Sônia Guajajara, do Maranhão, que foi candidata à Vice-Presidência da República em 2018 pelo PSol, destacou que o momento simbólico "ali na praça foi para dizer basta de violência, basta desse processo de retrocesso dos direitos indígenas".

"O corpo indígena continua sendo silenciado, continua sendo violentado e quando o mesmo cara que matou um de nós assume uma posição no lugar que assumiu, isso mexe um pouco com a memória triste de perdermos um parente", disse Sônia, referindo-se a Gutemberg Nader de Almeida Júnior, um dos cinco jovens que queimaram Galdino, assumiu, em 3 de janeiro de 2020, a chefia da Divisão de Testes, Qualidade e Implantação da Polícia Rodoviária Federal.

"Nosso país às portas de uma ditadura. Nós vamos aceitar isso? Não. As mulheres indígenas também vieram para dizer que não estão de acordo com isso. A gente busca nesse espaço, nessa articulação no Brasil inteiro, também opinar", complementou Puyr Tembé, do Pará, da coordenação da Anmiga e uma das organizadoras da marcha.

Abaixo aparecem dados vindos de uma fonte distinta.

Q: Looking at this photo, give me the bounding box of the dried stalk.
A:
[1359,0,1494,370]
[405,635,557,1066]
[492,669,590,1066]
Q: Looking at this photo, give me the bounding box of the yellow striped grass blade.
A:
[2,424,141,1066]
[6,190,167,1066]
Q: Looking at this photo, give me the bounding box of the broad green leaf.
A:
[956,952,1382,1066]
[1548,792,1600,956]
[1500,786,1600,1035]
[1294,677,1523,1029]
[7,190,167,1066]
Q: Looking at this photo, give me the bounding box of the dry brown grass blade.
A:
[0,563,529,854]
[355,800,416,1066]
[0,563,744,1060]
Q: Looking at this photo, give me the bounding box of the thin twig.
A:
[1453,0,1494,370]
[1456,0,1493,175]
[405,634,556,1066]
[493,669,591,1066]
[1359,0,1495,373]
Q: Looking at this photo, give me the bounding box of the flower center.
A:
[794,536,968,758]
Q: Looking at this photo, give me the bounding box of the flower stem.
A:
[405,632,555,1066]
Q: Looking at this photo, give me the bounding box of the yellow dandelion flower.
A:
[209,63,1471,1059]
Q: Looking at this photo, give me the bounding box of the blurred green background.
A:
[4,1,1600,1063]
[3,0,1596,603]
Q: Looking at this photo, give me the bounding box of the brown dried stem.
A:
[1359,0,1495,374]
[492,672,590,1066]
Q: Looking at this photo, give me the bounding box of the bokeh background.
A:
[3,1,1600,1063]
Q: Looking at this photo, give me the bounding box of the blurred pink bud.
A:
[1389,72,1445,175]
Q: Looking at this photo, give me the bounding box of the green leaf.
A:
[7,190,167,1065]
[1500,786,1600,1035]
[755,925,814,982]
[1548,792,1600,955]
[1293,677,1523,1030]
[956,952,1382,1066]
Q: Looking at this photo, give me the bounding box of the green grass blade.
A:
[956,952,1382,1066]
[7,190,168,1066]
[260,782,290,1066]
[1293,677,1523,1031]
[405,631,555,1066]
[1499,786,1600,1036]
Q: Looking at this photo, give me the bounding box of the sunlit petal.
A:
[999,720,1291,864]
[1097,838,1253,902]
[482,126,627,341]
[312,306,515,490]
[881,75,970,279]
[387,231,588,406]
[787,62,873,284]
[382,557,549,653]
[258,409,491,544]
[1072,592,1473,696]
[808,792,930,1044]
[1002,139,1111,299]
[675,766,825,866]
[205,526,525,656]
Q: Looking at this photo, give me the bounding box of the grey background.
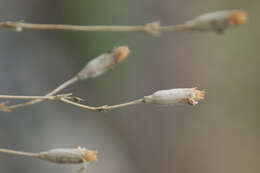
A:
[0,0,259,173]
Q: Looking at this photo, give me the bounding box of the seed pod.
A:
[39,147,97,164]
[77,46,130,80]
[185,10,247,33]
[144,88,205,106]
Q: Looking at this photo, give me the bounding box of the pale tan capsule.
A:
[39,147,97,164]
[77,46,130,80]
[144,88,205,106]
[185,10,247,33]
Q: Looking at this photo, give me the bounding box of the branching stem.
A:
[7,76,79,110]
[60,98,145,111]
[0,93,145,112]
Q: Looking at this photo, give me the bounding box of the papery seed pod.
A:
[77,46,130,80]
[185,10,247,33]
[39,147,97,164]
[144,88,205,106]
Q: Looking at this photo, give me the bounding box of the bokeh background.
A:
[0,0,259,173]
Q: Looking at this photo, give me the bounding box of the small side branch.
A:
[6,76,79,110]
[5,46,130,111]
[60,98,145,111]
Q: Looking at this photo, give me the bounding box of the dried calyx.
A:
[77,46,130,80]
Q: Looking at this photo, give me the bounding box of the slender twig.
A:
[0,93,80,112]
[46,77,79,96]
[60,98,145,111]
[7,76,79,110]
[0,94,72,100]
[0,21,188,35]
[0,93,145,112]
[0,148,39,158]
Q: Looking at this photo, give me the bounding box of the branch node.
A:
[96,105,109,112]
[4,21,23,32]
[144,21,161,36]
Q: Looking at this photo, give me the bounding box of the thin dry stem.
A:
[60,98,145,111]
[0,94,72,100]
[47,77,79,96]
[0,148,40,158]
[7,76,79,110]
[0,93,145,112]
[0,21,188,35]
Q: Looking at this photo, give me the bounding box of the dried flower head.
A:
[228,10,247,25]
[185,10,247,33]
[81,148,98,162]
[183,88,205,105]
[77,46,130,80]
[112,46,130,63]
[144,88,205,106]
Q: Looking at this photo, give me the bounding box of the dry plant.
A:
[0,10,247,172]
[0,10,246,35]
[0,147,97,173]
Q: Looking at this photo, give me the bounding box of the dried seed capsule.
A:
[144,88,205,106]
[39,147,97,164]
[77,46,130,80]
[185,10,247,33]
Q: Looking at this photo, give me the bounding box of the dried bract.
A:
[144,88,205,106]
[185,10,247,33]
[77,46,130,80]
[0,102,10,112]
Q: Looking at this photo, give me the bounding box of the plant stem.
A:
[0,148,39,158]
[60,98,145,111]
[0,21,188,35]
[7,76,79,110]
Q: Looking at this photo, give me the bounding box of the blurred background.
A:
[0,0,259,173]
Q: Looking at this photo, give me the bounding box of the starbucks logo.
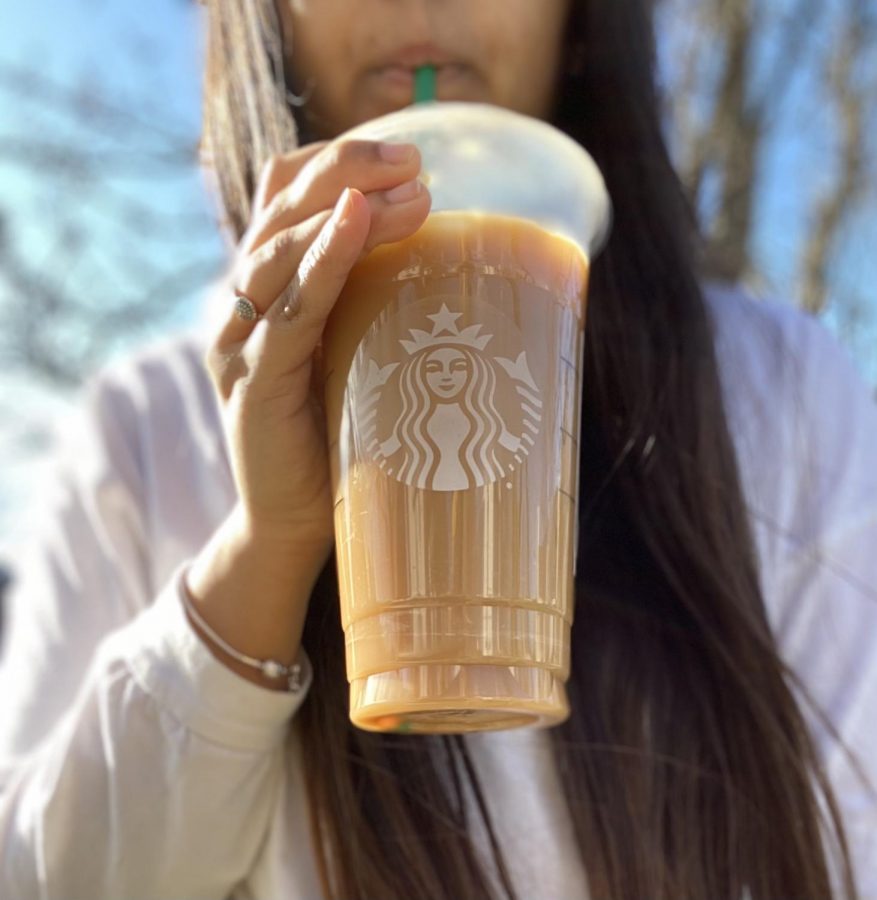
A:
[353,300,543,491]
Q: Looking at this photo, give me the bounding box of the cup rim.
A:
[341,101,612,259]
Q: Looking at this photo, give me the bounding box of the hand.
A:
[206,138,431,560]
[185,139,431,686]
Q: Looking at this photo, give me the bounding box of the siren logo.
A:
[354,299,543,491]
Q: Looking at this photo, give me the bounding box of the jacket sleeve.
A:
[0,364,312,900]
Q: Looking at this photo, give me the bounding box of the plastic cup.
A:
[322,102,611,734]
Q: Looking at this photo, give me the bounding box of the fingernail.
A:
[384,179,422,204]
[379,141,416,164]
[331,187,353,227]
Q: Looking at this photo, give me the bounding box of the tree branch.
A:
[800,0,871,314]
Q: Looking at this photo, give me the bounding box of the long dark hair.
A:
[201,1,862,896]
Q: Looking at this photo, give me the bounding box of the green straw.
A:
[413,65,437,103]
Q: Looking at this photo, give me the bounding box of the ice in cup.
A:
[321,103,611,734]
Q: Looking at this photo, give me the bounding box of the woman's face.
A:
[279,0,572,138]
[424,347,471,401]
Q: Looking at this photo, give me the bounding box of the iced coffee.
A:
[321,103,610,733]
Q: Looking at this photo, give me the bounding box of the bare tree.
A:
[0,60,223,387]
[799,0,875,314]
[658,0,877,320]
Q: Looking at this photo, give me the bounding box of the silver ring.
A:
[233,291,261,322]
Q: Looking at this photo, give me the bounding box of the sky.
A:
[0,0,221,553]
[1,0,875,558]
[3,0,202,125]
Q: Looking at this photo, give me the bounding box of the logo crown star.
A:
[399,303,493,355]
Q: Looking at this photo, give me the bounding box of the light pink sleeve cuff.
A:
[101,563,314,752]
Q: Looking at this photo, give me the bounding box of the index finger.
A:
[252,141,330,212]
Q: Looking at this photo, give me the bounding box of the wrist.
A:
[234,504,334,576]
[180,571,305,692]
[184,505,331,689]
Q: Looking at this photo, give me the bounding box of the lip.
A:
[367,62,470,100]
[372,42,460,70]
[367,42,469,93]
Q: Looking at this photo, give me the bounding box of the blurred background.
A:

A deputada federal indígena Joênia Wapixana (Rede-RR), destacou outro motivo da manifestação das mulheres. "Vieram discutir alguns assuntos relacionados à violência e também à abordagem específica de mulheres que vivem em diferentes biomas, justamente para mostrar a diversidade dos povos indígenas no país", explicou.